Ein Motor, der zwei meiner amerikanischen Kollegen in wahre Begeisterung versetzte. Der tritt ja kraftvoller an als der V8, meinten sie, als sie die Gelegenheit nutzten, diesen für die USA derzeit noch nicht vorgesehen und deshalb für sie auch nicht bereit gestellten Motor zu erproben, der zugleich viele Pluspunkte für seine Laufkultur und sein dezentes Geräuschniveau erhielt. Er würde in den Staaten ein wahrer Renner sein, meinten sie, könnte die dort noch bestehenden Vorurteile gegen Diesel in kürzester Zeit geradezu hinwegfegen.

Aber auch in Europa kann dieser Motor begeistern, der konsequent mit einem Allradantrieb kombiniert ist. Dank modernster Common-Rail-Technik mit besonders schnell schaltenden Piezo-Injektoren, die die exakte Zumessung minimaler Kraftstoffmengen erlauben, ist er mit 8,3 l/100 km nicht nur besonders sparsam, sondern erfüllt auch die Abgasnorm EU4 – und das sogar ohne Partikelfilter. Eine Meisterleistung der Audi-Motorenentwickler.

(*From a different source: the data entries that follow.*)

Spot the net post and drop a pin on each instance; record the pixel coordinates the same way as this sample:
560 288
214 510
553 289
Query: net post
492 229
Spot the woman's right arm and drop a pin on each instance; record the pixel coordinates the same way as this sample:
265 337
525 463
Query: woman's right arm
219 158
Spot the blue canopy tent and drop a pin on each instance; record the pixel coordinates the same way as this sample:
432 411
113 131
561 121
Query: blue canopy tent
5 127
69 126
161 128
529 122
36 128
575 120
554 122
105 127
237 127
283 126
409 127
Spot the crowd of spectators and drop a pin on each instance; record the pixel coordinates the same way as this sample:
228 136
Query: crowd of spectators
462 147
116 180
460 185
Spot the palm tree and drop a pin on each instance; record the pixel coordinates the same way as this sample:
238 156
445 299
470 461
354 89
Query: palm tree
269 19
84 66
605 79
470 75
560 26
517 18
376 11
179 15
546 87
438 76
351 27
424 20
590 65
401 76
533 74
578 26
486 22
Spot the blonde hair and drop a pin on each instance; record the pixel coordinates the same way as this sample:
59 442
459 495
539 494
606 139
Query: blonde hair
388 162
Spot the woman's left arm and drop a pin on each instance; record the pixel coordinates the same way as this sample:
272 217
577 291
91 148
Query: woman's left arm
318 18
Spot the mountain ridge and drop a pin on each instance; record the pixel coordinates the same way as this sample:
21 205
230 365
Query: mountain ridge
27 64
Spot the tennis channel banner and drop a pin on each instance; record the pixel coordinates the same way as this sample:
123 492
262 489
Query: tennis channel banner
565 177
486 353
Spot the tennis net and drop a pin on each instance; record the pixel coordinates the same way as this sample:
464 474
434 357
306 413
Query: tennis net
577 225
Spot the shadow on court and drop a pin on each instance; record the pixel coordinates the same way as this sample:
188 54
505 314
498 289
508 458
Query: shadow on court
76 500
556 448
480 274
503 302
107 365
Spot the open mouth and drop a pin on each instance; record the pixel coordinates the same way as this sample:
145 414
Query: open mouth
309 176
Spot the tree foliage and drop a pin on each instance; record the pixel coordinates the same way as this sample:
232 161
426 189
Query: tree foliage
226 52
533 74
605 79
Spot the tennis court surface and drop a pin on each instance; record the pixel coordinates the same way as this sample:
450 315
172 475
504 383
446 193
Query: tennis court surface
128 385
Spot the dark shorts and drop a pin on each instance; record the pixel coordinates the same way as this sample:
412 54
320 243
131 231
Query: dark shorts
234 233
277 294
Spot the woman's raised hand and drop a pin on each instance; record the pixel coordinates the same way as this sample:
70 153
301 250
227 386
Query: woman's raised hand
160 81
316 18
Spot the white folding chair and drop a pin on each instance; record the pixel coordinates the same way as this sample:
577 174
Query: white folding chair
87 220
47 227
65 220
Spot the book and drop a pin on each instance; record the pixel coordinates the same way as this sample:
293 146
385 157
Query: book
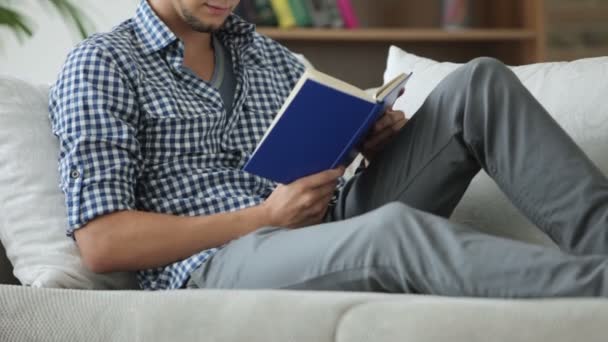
319 126
349 16
324 13
300 13
265 15
284 13
246 10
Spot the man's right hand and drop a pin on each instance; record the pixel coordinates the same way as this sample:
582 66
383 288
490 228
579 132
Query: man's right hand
303 202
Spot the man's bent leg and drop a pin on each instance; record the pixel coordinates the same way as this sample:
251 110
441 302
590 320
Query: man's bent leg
482 116
399 249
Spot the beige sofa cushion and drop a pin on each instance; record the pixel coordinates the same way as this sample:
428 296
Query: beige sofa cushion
262 316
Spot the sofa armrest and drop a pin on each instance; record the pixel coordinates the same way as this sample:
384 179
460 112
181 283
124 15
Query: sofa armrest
6 269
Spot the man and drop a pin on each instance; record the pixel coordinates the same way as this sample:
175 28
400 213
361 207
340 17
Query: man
157 117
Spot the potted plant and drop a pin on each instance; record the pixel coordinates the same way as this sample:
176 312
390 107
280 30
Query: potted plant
21 26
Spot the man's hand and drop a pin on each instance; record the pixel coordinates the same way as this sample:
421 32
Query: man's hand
303 202
383 132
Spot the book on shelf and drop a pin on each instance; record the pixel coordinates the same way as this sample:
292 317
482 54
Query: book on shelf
264 13
324 13
284 13
319 126
300 13
347 11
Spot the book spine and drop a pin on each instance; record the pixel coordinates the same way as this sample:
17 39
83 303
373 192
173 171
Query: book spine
319 17
300 13
356 139
334 14
284 13
349 16
265 15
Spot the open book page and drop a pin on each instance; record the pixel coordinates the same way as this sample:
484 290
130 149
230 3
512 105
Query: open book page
337 84
390 88
315 75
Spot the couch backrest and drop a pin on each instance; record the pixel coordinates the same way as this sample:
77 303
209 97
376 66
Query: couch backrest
6 269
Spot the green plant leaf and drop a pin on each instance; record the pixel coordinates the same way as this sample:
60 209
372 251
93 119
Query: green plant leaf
68 10
15 22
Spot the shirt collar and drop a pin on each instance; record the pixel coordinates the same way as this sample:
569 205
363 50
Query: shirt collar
155 35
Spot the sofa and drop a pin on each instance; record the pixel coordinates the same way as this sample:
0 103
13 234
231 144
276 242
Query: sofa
47 295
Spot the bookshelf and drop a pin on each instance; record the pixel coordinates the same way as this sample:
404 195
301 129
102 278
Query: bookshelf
510 30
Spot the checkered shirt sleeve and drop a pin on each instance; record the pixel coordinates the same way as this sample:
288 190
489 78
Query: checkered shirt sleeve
93 110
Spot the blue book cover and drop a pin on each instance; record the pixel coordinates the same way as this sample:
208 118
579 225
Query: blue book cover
318 127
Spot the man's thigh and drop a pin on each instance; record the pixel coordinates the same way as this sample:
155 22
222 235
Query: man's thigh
329 256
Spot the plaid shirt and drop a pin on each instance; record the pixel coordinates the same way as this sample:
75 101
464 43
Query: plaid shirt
139 132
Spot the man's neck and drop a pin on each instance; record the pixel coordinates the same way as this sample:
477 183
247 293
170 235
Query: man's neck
198 48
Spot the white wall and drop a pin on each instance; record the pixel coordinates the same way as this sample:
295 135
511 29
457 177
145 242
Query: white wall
40 57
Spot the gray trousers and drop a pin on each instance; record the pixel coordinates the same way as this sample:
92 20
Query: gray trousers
389 231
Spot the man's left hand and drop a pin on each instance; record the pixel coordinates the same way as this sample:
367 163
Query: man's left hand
385 129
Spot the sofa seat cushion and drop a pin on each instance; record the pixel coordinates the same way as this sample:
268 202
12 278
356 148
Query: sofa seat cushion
216 315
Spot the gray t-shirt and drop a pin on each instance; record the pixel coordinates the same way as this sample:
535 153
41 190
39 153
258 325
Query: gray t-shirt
223 78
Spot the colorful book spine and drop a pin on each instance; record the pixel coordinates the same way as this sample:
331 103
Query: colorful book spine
300 13
335 19
349 16
284 13
264 14
324 13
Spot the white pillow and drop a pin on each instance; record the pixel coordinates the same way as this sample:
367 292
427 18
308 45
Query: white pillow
573 92
575 95
32 211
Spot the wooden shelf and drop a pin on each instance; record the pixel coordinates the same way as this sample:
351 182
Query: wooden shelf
398 35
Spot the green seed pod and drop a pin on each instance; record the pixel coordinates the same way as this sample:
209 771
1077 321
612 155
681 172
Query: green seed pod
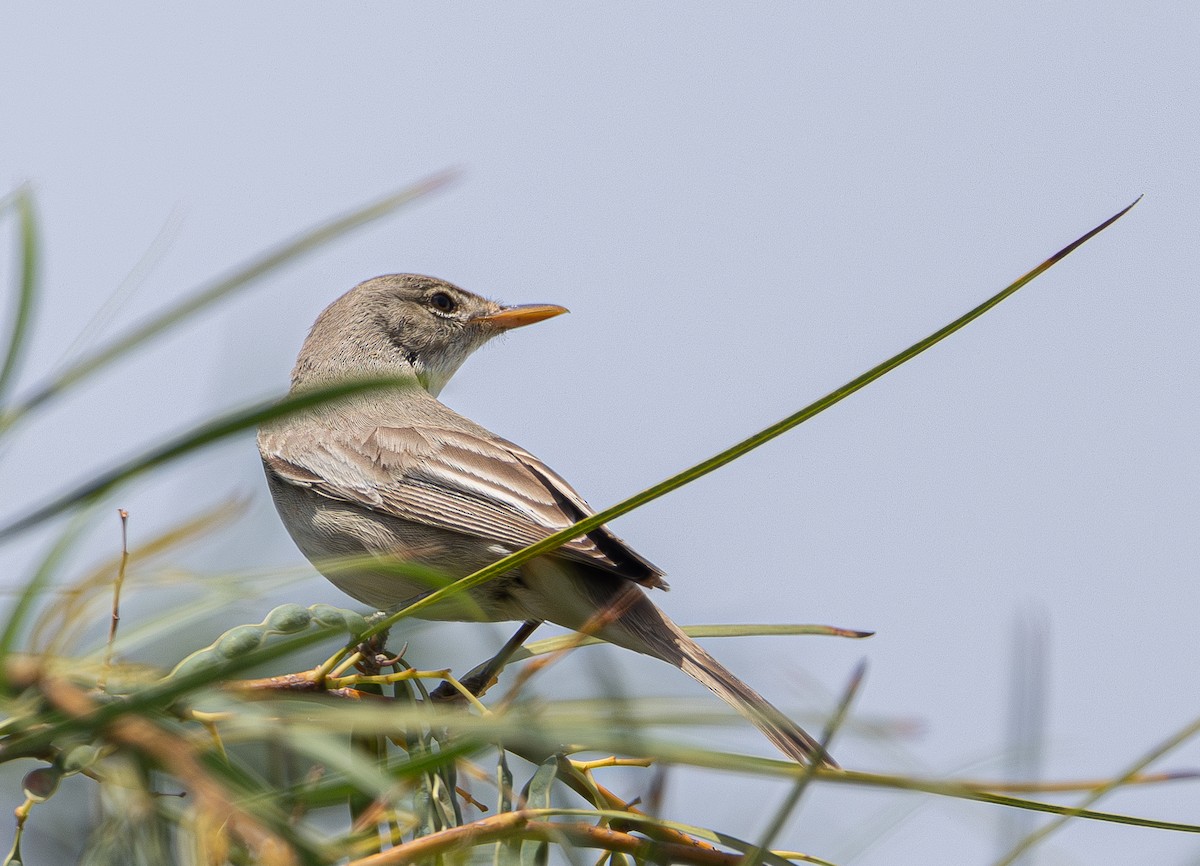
240 641
288 619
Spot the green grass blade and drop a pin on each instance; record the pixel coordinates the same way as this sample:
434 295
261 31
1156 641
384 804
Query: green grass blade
184 445
743 447
28 253
754 858
222 288
1153 755
46 570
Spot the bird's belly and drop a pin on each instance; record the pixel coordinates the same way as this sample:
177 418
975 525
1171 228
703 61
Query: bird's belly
387 563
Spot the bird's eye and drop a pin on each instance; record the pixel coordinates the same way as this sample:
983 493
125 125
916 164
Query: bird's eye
443 302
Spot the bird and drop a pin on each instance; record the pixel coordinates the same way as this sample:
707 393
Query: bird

Es gibt noch viele Bereiche, wo die neue Generation des Audi A6 Pluspunkte sammelt. Beim Fahrwerk, mit dem man dieses Auto trotz seiner Größe sowohl sportlich als auch sicher bewegen kann, bei der zielgenauen Lenkung, bei der hohen aktiven und passiven Sicherheit, beim hochwertigen und ansprechenden Interieur und vor allem auch der leichten Bedienbarkeit. Denn mit dem Multi Media Interface MMI hat man alle Systeme des neuen A6 zuverlässig und sicher im Griff – ohne langes Lesen in Bedienungsanleitungen, denn es erklärt sich problemlos von selbst.